Diese Regel ist ein Beispiel dafür, wie fachliche Anforderungen in Produktlogik übersetzt werden. Ein Export ist nicht nur eine technische Datei. Er muss auch erkennen lassen, ob die für den jeweiligen Zweck notwendigen Informationen vorhanden sind.
Der aktuelle Stand ist ein funktionsfähiger Prototyp beziehungsweise ein aktiv weiterentwickeltes Produkt. Offene Arbeiten betreffen unter anderem die Weiterentwicklung der Bereichserstellung, die Härtung der Vor Ort Erfassung sowie die Verifizierung des Entwicklungs Exports und der Profil Persistenz.
Was der Fall für technische Entscheider zeigt
Für CTOs, IT Leitungen und technische Verantwortliche zeigt der Fall mehrere Punkte:
1. Eine KI Idee wird erst dann zu einem Produkt, wenn Eingabe, Datenmodell, Verarbeitung, Nutzerführung und Ausgabe zusammenpassen. 2. Unterschiedliche Eingabeformen müssen früh in einen gemeinsamen Projektprozess übersetzt werden. 3. Hintergrundverarbeitung kann die Nutzerführung verbessern, wenn der Produktzustand transparent bleibt. 4. Eine saubere Trennung von Use Cases, Repositories und Infrastruktur reduziert die Abhängigkeit einzelner Oberflächen von Backend Details. 5. Pflichtfeld Gates und Persistenzregeln gehören zum Produktdesign und nicht erst in eine spätere Betriebsphase.
Genau diese Verbindung ist der Kern meiner Leistung: Ich entwickle nicht nur einen isolierten KI Demonstrator. Ich übersetze einen konkreten Arbeitsablauf in ein nutzbares Produkt, verbinde die fachlichen Eingaben mit einer erweiterbaren technischen Struktur und begleite die Umsetzung bis zu einem funktionsfähigen Stand.

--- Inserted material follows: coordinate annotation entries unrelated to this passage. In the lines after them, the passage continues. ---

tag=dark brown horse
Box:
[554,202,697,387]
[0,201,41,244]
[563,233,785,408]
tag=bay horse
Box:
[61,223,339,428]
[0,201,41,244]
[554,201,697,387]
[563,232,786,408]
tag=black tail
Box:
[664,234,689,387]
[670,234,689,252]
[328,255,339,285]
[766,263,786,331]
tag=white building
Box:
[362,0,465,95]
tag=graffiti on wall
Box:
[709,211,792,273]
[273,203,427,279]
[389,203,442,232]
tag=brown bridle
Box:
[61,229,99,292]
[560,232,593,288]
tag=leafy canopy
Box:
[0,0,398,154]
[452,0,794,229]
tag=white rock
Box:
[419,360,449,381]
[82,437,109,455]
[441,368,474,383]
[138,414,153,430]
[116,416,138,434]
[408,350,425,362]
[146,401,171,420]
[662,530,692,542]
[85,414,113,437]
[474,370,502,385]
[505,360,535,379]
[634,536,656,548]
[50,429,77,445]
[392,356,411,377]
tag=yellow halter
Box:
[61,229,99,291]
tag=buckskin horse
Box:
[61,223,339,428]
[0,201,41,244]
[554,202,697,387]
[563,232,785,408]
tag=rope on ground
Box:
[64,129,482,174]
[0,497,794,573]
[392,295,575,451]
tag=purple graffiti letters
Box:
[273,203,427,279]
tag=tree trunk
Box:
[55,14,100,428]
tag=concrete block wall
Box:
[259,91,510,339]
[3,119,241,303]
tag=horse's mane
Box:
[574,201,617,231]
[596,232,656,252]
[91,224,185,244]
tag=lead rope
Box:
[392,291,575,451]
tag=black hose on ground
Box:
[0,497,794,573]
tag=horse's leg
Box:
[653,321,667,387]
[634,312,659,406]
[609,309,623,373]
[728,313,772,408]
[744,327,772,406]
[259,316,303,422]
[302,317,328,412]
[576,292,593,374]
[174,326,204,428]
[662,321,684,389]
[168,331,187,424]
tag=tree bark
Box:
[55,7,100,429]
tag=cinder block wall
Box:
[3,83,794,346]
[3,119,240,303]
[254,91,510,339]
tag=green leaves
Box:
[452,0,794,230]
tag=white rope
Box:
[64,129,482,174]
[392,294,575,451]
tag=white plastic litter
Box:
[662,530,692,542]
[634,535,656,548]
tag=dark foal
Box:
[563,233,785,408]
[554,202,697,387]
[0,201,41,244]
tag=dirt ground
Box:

Grenzen der öffentlichen Darstellung
Der Fall wird öffentlich ausschließlich anonymisiert beschrieben. Der Projektname, der Kunde, konkrete URLs, Screenshots, Nutzerzahlen, interne Ressourcen, Branches, Dateizahlen und Zugangsdaten werden nicht genannt.
Die Case Study ist ein technischer Nachweis für die Umsetzung einer KI Anwendung mit mehreren Eingabewegen und einer strukturierten Cloud Architektur. Sie ist kein Beleg für eine bestimmte Umsatzsteigerung, eine garantierte Erkennungsgenauigkeit, eine bestimmte Zeitersparnis oder einen allgemein übertragbaren ROI.
Der Wert des Beispiels liegt in der Überführung einer fachlichen Immobilienaufgabe in ein funktionsfähiges Produkt: von Sprache, PDF und manuellem Wizard über die strukturierte Verarbeitung bis zu Projekt und Exposé Daten.